Solve 2nd Order Diff Eq: y''=sin(3t)+4e^t, y(0)=1, y'(1)=0

[Dissonance in E]

Homework Statement

find a general solution to the eq:
y''=sin(3t)+4e^t

Find a particular solution that satisfies
y(0) = 1
y'(1) = 0

Homework Equations

The Attempt at a Solution

ive figured the general solution to be
y(x)= -sin(3t)/9 + 4e^t + c + d
And thus
y'(x) = -cos(3t)/3 + 4e^t +c + d

I know the solution is the general solution + the specific values for c & d.

so we get 2 equations

-sin(3(0))/9 +4e^0 +c +d = 1
4+c+d=1
c+d=-3

-cos(3(1))/3 +4e^1 +c +d = 0
-cos(3)/3 + 4e +c +d =0
c+d = cos(3)/3 -4e

now what? if I try substituting values for c & d i end up eliminating both the c and d terms
eg: c = -3 -d
(-3 -d ) + d = cos(3)/3 -4e
-3 = cos(3)/3 -4e ?

 

[Mark44]

Instead of the way you chose, I would just integrate twice to get y(t).

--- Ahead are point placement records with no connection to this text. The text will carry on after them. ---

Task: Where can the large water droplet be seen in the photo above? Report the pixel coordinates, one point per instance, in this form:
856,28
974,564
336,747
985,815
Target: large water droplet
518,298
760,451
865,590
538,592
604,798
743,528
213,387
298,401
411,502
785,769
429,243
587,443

You have y''(t) = sin(3t) + 4e^t
Integrate once to get y'(t) = -(1/3)cos(3t) + 4e^t + C
Use the fact that y'(1) = 0 to solve for C.
Now integrate y'(t) to get y(t), remembering to add a different constant of integration, say D. Use the initial condition y(0) = 0 to solve for D.